One of my favorite books on writing is Bird by Bird by Anne Lamott. This great book not only discusses the fundamentals of writing like plot, character, setting, etc. but also other helpful tips for the more advanced writer, such as ways to overcome the voice in your head that tells you you’re not good enough, ideas for writing groups and what to do during the publication (and pre-publication) process.
One of the important lessons Lamott teaches in Bird by Bird is to break up writing assignments into chunks that are easier deal with. She suggests that you keep a one inch picture frame by your writing desk.
It reminds me that all I have to do is write down as much as I can see through a one-inch picture frame. This is all I have to bit off for the time being.
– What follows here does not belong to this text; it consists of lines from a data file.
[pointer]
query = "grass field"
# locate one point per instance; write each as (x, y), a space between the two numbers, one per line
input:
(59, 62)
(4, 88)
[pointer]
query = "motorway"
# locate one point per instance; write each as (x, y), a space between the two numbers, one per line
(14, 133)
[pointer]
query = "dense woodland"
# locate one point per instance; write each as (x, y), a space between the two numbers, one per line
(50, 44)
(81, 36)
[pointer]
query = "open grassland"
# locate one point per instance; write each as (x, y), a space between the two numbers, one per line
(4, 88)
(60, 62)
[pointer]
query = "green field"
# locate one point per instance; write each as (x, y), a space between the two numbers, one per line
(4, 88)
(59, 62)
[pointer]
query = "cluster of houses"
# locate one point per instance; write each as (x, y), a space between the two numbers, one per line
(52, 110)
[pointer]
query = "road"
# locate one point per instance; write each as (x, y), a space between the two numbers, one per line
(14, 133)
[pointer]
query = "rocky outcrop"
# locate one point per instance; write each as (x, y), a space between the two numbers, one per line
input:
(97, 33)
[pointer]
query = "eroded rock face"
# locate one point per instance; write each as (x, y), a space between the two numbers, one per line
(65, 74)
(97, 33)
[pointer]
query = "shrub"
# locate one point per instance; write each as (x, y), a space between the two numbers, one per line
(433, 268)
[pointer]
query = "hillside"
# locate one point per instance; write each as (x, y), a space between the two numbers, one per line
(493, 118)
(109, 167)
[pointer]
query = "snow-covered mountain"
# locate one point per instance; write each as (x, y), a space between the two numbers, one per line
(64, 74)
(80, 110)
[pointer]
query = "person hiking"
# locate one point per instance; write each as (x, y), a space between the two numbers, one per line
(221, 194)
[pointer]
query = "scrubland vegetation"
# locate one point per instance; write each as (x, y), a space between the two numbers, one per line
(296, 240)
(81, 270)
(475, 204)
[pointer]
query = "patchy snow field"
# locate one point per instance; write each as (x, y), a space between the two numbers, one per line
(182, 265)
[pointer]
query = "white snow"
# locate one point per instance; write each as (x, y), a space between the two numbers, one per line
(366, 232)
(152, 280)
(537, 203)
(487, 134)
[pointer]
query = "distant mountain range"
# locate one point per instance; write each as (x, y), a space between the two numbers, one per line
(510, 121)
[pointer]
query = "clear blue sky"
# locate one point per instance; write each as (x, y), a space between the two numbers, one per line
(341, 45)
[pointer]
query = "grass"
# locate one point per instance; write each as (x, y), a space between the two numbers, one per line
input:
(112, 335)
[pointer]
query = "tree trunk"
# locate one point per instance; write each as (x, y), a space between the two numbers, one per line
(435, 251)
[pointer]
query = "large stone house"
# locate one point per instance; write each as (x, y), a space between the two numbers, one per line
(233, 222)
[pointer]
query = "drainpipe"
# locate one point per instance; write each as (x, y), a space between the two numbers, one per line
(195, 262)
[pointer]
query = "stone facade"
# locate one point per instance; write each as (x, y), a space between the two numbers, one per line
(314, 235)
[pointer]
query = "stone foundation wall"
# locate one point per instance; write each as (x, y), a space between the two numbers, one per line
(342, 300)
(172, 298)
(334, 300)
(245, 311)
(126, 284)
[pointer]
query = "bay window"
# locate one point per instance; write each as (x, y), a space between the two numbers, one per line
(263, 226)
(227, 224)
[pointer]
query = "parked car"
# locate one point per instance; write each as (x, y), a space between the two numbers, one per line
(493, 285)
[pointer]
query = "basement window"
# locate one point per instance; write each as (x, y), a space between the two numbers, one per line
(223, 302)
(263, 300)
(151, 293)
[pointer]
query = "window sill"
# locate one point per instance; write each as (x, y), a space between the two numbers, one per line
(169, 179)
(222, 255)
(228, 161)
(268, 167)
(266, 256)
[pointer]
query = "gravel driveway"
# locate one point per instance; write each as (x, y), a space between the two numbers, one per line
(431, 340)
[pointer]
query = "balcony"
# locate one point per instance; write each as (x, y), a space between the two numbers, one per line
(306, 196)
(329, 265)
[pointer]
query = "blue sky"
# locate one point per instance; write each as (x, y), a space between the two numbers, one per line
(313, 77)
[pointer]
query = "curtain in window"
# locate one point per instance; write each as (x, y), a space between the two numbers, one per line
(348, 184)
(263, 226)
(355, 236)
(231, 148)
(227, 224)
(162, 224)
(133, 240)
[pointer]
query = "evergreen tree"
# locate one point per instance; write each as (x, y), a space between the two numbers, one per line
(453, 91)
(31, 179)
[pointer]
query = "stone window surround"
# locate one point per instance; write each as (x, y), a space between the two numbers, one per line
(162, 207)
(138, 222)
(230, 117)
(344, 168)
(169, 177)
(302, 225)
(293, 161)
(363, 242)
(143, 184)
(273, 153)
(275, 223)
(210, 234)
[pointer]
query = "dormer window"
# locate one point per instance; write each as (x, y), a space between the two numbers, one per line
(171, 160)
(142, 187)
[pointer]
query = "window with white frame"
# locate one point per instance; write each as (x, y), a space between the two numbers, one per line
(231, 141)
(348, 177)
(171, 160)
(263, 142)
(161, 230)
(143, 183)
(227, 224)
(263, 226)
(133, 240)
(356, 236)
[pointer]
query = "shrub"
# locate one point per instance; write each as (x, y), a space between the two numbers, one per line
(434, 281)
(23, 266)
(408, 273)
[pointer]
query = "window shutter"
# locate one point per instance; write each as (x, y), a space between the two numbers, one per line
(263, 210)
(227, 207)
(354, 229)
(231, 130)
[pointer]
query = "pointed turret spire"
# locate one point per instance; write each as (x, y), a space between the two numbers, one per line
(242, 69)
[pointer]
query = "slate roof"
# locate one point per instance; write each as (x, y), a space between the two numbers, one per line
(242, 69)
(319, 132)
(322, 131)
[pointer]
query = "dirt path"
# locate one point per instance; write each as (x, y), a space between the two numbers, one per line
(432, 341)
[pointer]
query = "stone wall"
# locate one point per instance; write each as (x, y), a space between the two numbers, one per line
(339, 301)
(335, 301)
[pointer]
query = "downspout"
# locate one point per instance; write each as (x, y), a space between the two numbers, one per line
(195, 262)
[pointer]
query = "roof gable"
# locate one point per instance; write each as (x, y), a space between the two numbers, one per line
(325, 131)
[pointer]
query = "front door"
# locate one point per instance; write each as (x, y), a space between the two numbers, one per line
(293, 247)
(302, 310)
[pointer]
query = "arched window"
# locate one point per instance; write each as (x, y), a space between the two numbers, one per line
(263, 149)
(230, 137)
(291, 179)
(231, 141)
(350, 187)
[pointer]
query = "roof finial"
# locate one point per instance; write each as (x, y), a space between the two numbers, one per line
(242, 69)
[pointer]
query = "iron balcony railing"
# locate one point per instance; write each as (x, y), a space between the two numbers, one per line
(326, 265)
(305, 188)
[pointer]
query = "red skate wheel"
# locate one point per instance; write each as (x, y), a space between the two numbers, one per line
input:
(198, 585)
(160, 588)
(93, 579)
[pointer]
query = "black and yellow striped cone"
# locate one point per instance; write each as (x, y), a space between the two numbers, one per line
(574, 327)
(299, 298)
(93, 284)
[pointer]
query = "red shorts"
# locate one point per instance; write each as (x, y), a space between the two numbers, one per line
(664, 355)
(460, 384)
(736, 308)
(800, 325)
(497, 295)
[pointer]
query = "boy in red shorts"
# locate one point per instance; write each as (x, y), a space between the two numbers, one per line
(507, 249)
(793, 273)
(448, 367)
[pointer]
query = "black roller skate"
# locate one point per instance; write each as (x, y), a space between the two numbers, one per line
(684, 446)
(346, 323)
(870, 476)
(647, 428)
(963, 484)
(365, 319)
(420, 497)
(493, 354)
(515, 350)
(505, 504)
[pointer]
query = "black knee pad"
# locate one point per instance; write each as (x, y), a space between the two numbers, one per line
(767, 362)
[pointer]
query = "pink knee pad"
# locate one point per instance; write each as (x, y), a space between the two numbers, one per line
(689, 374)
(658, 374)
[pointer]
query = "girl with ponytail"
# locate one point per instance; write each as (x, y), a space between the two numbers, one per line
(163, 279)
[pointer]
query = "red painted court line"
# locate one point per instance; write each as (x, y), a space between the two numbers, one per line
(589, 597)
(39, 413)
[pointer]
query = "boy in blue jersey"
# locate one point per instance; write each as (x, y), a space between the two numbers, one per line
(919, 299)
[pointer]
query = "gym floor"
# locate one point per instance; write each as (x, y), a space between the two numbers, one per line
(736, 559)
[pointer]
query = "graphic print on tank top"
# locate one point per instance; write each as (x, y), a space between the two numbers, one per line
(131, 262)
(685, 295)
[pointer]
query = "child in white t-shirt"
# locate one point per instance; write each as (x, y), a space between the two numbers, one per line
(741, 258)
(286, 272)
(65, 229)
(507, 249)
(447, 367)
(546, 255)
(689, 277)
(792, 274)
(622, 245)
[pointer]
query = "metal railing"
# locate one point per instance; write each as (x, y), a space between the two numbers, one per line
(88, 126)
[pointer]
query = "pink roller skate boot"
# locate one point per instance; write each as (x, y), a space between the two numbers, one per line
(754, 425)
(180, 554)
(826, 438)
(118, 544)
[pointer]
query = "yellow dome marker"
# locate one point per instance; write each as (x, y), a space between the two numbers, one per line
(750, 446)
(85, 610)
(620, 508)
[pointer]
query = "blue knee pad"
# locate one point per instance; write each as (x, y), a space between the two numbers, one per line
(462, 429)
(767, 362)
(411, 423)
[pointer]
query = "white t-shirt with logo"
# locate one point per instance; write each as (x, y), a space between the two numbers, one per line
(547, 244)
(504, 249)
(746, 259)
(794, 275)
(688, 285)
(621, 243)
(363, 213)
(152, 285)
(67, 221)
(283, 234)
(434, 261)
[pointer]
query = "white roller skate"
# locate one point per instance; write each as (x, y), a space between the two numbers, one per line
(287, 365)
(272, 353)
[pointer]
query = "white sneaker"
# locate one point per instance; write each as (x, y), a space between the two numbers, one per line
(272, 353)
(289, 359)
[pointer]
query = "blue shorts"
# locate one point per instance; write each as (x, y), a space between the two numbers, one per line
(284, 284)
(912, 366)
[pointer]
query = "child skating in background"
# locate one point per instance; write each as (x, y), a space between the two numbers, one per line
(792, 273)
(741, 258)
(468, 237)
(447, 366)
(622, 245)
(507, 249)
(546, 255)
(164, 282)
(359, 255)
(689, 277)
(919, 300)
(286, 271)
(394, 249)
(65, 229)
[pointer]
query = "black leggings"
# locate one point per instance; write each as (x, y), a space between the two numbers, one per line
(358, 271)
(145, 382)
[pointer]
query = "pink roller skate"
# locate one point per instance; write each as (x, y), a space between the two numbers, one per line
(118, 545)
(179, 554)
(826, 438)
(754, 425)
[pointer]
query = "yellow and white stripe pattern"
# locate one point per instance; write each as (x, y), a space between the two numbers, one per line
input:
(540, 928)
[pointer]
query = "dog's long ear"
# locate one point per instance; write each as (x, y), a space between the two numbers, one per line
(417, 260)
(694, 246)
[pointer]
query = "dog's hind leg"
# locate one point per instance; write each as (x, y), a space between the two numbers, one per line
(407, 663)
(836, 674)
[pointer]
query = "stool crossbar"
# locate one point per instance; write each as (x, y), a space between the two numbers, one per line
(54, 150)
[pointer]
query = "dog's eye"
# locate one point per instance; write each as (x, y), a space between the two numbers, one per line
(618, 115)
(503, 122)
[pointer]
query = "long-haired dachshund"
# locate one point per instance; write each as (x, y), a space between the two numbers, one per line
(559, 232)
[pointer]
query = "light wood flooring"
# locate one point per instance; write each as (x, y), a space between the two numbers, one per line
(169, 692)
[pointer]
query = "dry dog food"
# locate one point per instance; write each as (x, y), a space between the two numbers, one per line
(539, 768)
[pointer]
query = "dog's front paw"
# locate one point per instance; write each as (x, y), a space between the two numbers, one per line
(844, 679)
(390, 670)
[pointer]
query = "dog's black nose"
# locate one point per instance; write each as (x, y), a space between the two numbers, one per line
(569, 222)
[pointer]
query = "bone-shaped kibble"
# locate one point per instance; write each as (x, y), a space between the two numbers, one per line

All I am going to do right now, for example, is write that one paragraph that sets the story in my hometown, in the late fifties, when the trains were still running. (18)
This lesson is also where the title of the book comes from. She tells the story of when her brother was writing a must-procrastinated paper on birds and he couldn’t figure out how he was going to complete the huge project. His father imparted upon him these words of wisdom that inspire us today. “Bird by bird, buddy. Just take it bird by bird” (19).
Sometimes the immensity of 50,000 words in 30 days is overwhelming, so we should remind ourselves to just take it bird by bird, and keep plowing on.